With estimates of trillions of dollars held offshore by technology giants, 137 countries are debating proposals to address the tax challenges posed by a global economy that is increasingly digitalized.
“There is a loophole in the international tax system,” said Bruno Le Maire, Minister of Economy and Finance of France. Companies in the digital economy are not paying their fair share of tax in the countries they operate, he added. “We will not give up on this. Companies that owe France’s digital tax will pay.”
The French tax imposes a 3% levy on the revenues of technology firms earning at least €750 million in annual global revenue on their digital services. The tax targets revenue instead of profits, which are often reported by technology giants in low-tax jurisdictions.

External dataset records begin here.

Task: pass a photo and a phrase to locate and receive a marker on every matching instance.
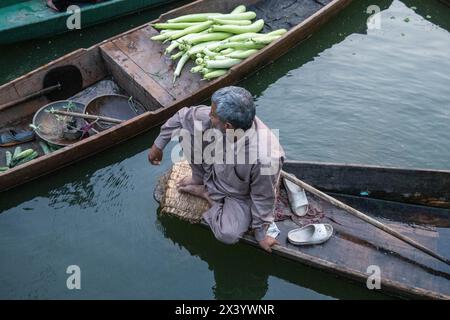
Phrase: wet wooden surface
(425, 187)
(357, 245)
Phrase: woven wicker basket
(182, 205)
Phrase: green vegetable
(199, 47)
(180, 66)
(265, 40)
(21, 156)
(164, 36)
(249, 15)
(221, 64)
(256, 26)
(214, 74)
(30, 157)
(194, 29)
(209, 53)
(176, 26)
(177, 55)
(227, 51)
(8, 158)
(233, 22)
(278, 32)
(239, 45)
(214, 36)
(44, 147)
(196, 17)
(17, 151)
(196, 69)
(244, 36)
(242, 54)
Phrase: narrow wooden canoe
(138, 66)
(28, 19)
(357, 245)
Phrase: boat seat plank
(134, 79)
(370, 246)
(149, 56)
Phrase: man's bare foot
(187, 181)
(51, 5)
(198, 190)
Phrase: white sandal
(311, 234)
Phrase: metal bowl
(114, 106)
(52, 128)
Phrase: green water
(347, 94)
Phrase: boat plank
(134, 80)
(357, 245)
(149, 56)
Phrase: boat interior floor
(102, 87)
(136, 58)
(371, 246)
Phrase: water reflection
(243, 272)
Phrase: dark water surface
(347, 94)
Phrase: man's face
(215, 121)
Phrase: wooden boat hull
(131, 58)
(23, 20)
(357, 248)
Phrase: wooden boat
(139, 69)
(28, 19)
(390, 195)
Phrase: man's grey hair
(234, 105)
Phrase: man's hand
(155, 155)
(267, 243)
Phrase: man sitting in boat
(240, 187)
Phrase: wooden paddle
(59, 83)
(362, 216)
(86, 116)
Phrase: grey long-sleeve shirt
(251, 180)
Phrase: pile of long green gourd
(19, 157)
(215, 41)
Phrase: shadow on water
(349, 21)
(435, 13)
(243, 272)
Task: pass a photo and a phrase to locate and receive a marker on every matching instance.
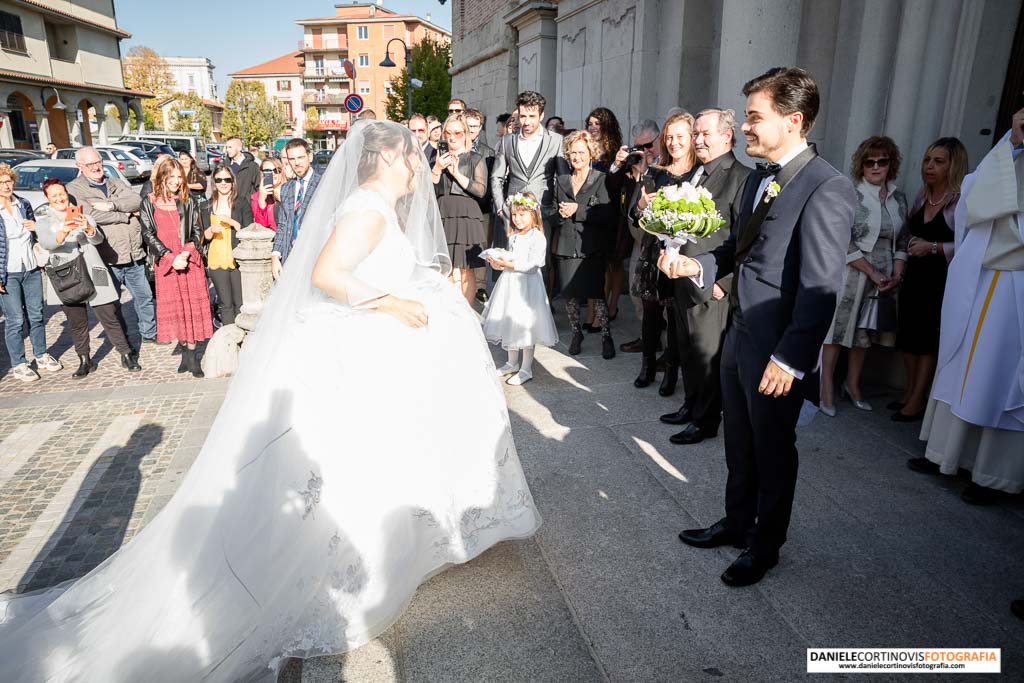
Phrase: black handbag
(71, 281)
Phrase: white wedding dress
(353, 458)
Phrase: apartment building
(282, 78)
(60, 74)
(357, 32)
(194, 75)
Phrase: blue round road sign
(353, 103)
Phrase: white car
(143, 163)
(32, 175)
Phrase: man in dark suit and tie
(296, 196)
(786, 253)
(702, 313)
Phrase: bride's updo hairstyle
(380, 136)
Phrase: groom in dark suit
(786, 253)
(702, 313)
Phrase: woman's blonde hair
(957, 159)
(8, 170)
(683, 116)
(162, 171)
(534, 208)
(576, 136)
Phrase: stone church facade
(913, 70)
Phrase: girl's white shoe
(508, 369)
(519, 378)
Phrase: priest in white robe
(975, 418)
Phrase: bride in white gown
(364, 445)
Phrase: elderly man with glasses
(115, 208)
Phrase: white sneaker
(48, 363)
(519, 378)
(508, 369)
(25, 373)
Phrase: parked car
(125, 164)
(143, 163)
(32, 175)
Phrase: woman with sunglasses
(264, 199)
(226, 214)
(172, 231)
(865, 310)
(460, 177)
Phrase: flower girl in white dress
(518, 314)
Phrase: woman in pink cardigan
(266, 197)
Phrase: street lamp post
(409, 69)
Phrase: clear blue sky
(236, 34)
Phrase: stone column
(253, 256)
(538, 54)
(6, 136)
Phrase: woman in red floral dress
(173, 233)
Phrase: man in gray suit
(702, 313)
(526, 162)
(787, 253)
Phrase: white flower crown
(522, 200)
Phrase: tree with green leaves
(250, 115)
(179, 122)
(431, 59)
(146, 71)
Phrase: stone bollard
(253, 256)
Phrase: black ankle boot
(84, 368)
(193, 361)
(669, 380)
(647, 372)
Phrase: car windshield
(32, 177)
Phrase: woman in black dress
(930, 228)
(679, 159)
(460, 177)
(585, 232)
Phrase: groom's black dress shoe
(691, 434)
(713, 537)
(680, 417)
(749, 568)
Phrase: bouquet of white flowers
(679, 214)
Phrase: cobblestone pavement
(84, 464)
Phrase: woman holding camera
(173, 235)
(272, 172)
(460, 177)
(228, 213)
(66, 232)
(653, 288)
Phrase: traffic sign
(353, 103)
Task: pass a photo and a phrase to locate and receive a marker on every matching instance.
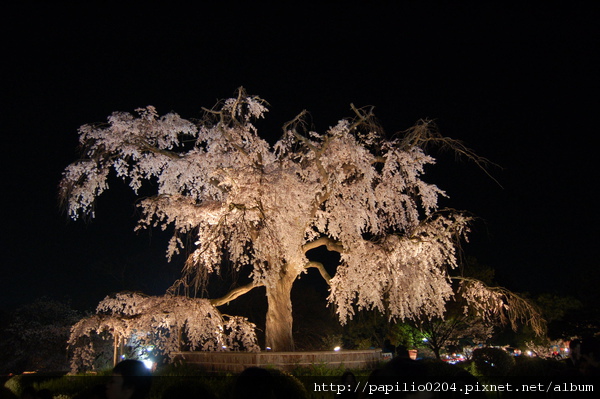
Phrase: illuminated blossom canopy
(262, 207)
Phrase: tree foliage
(261, 208)
(169, 323)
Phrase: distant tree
(262, 208)
(169, 323)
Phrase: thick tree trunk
(278, 329)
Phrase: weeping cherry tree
(260, 208)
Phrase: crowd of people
(130, 379)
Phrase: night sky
(518, 85)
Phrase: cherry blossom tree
(260, 208)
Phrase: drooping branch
(502, 304)
(235, 293)
(319, 266)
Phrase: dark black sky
(519, 85)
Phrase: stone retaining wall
(238, 361)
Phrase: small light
(148, 363)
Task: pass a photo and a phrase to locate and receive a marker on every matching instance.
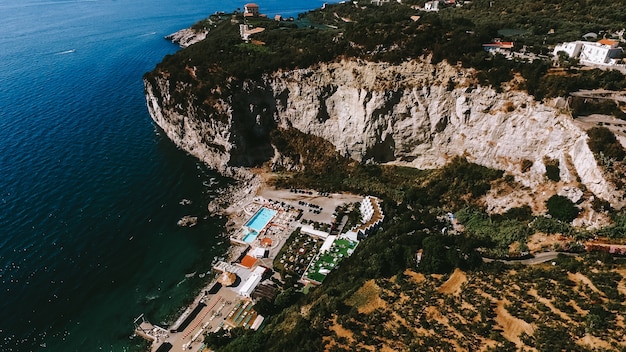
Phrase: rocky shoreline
(186, 37)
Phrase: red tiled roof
(248, 261)
(608, 42)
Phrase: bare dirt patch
(621, 286)
(578, 277)
(512, 327)
(416, 277)
(539, 241)
(453, 285)
(548, 303)
(341, 331)
(367, 298)
(591, 341)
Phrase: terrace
(327, 260)
(256, 226)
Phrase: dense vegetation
(381, 297)
(414, 311)
(387, 33)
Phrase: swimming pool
(261, 219)
(250, 237)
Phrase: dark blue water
(89, 188)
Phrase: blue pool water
(261, 219)
(251, 237)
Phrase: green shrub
(561, 208)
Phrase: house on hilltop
(602, 52)
(431, 6)
(498, 46)
(250, 10)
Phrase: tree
(561, 208)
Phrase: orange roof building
(610, 42)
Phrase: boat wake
(65, 52)
(146, 34)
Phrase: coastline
(229, 203)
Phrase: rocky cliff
(415, 114)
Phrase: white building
(603, 52)
(372, 217)
(309, 230)
(252, 282)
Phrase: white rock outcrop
(415, 114)
(186, 37)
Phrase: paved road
(539, 258)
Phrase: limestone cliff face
(186, 37)
(416, 114)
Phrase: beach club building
(602, 52)
(372, 217)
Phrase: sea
(90, 188)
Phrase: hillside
(406, 105)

Le Maire went on to outline France’s preference to have an international solution. Hence the French government is working with counterparts in the US and with the Organisation for Economic Co-operation and Development (OECD). “We are united in Europe and we hope that by the end of 2020 we have an international agreement to tax digital revenues,” he said. However, if an international agreement is not reached, he stressed that France will revert to its national solution.
The French perspective is widely shared among OECD members, said Angel Gurría, Secretary-General of the OECD. “A new set of rules needs to be established to deal with the new realities of the digital economy.”

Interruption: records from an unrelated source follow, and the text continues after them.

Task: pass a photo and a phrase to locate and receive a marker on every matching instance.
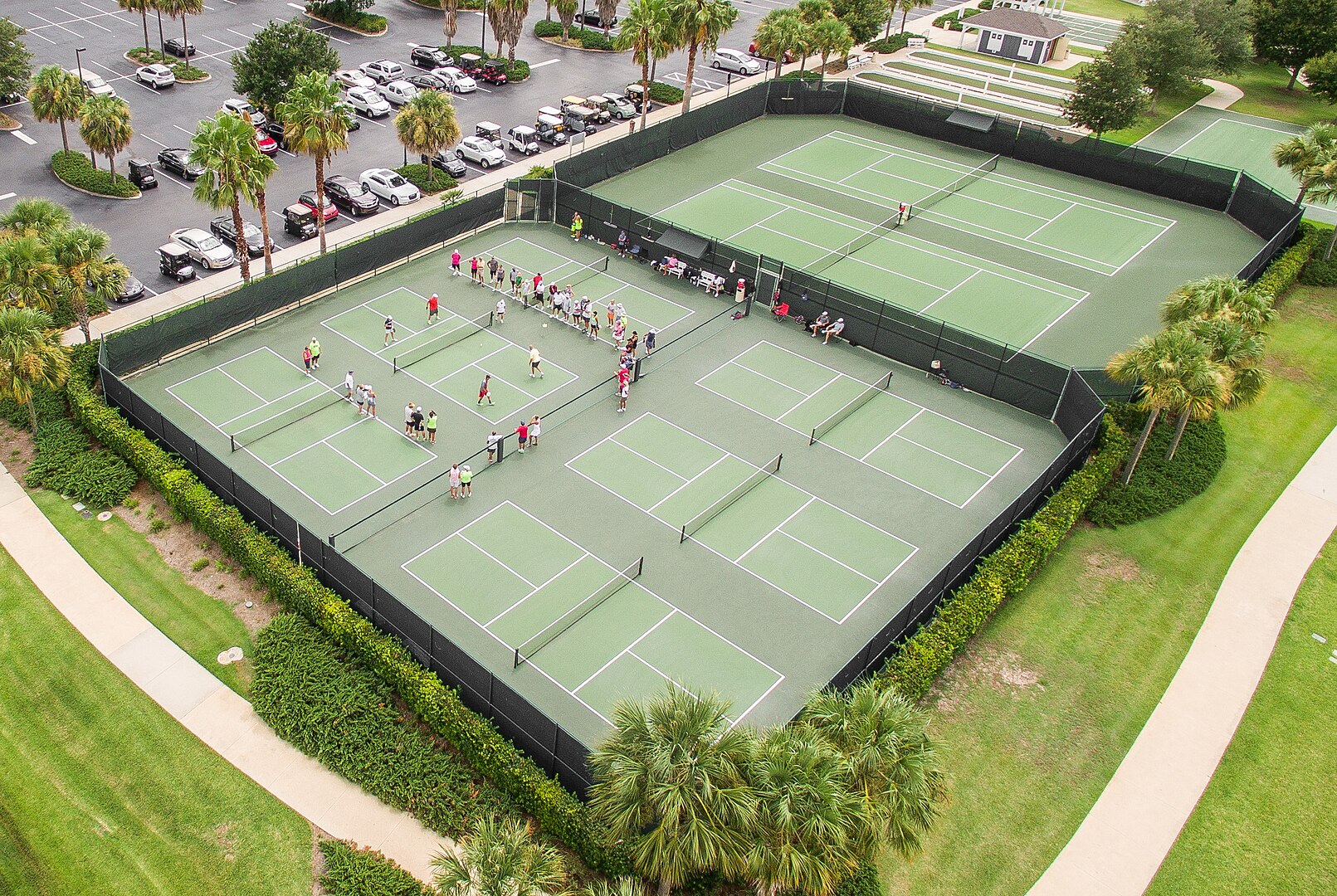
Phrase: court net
(575, 614)
(282, 420)
(442, 343)
(694, 524)
(955, 186)
(859, 402)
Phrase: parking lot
(168, 118)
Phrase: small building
(1017, 35)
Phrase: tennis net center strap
(955, 186)
(694, 524)
(855, 404)
(575, 614)
(442, 343)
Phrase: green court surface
(1034, 258)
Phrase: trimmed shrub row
(1004, 572)
(556, 810)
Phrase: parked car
(426, 56)
(389, 186)
(448, 162)
(203, 248)
(94, 83)
(734, 61)
(329, 209)
(368, 102)
(251, 234)
(383, 71)
(178, 159)
(155, 76)
(481, 151)
(398, 91)
(178, 47)
(352, 196)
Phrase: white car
(459, 82)
(368, 102)
(398, 93)
(155, 76)
(203, 248)
(481, 151)
(389, 186)
(354, 78)
(735, 61)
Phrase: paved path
(207, 708)
(1133, 825)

Indeed, the rise of digital giants has challenged the tax system, which is built for another era. For instance, most legacy tax systems rely on companies having a physical presence in a particular country – something that is less relevant in the digital age.

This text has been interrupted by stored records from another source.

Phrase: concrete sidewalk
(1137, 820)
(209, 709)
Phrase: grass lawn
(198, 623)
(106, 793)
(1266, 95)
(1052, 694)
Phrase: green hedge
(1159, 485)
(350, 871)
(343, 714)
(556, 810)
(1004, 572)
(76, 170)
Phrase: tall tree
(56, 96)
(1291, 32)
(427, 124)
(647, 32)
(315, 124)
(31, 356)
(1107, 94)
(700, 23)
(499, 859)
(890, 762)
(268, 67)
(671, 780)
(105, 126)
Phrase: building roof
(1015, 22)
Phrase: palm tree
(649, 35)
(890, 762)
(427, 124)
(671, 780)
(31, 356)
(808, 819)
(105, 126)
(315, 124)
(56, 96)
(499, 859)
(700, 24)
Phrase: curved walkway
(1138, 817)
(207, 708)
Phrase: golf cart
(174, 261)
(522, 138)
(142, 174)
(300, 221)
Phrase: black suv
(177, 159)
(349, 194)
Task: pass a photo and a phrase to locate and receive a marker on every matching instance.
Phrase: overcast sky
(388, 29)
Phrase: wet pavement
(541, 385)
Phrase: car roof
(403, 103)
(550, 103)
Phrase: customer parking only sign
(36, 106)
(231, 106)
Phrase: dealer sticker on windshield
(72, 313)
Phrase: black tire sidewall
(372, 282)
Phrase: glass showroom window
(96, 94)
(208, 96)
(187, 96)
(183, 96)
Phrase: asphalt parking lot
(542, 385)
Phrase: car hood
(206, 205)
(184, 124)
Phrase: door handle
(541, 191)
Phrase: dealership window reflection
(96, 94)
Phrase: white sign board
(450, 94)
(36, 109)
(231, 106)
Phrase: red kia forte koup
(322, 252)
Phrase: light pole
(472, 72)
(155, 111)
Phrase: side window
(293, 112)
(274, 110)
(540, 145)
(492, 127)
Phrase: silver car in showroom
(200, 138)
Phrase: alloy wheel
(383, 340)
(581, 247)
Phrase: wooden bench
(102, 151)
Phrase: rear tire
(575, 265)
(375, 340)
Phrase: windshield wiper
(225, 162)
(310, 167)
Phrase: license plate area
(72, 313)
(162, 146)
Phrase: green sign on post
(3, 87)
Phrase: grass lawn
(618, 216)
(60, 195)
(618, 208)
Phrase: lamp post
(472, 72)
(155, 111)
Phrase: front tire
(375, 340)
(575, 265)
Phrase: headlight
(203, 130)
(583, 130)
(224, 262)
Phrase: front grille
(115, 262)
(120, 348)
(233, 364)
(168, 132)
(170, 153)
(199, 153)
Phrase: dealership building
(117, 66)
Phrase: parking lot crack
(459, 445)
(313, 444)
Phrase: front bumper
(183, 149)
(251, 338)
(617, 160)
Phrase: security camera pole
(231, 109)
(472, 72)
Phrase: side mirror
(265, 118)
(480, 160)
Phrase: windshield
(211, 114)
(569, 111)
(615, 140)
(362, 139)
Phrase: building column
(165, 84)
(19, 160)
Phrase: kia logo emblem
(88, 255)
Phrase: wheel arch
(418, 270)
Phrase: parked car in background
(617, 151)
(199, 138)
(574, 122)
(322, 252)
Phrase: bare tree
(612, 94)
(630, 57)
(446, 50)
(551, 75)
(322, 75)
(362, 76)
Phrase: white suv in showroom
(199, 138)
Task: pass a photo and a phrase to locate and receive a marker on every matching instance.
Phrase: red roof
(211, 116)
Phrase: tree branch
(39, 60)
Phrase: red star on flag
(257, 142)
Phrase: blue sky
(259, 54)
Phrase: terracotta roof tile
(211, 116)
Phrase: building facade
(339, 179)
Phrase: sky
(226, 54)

Despite the challenges of having 137 countries around the table, Gurría is sanguine: “I’m not just optimistic, I’m ‘activistic’. We will get this done.”
“At the heart of this tax issue is sustainability and fairness,” said Delia Ferreira Rubio, Chair of Transparency International. Multistakeholder action is required – the rules need to be absolutely clear and we need enforcement, she added.
“Multilateralism is key,” agreed Katharina Pistor, Edwin B. Parker Professor of Comparative Law, Columbia Law School. Whether current tax structures used by multinational organizations are technically legal or not misses the point as to whether they are transparent, sustainable and fair. The lines between tax avoidance and tax evasion are blurry, she added.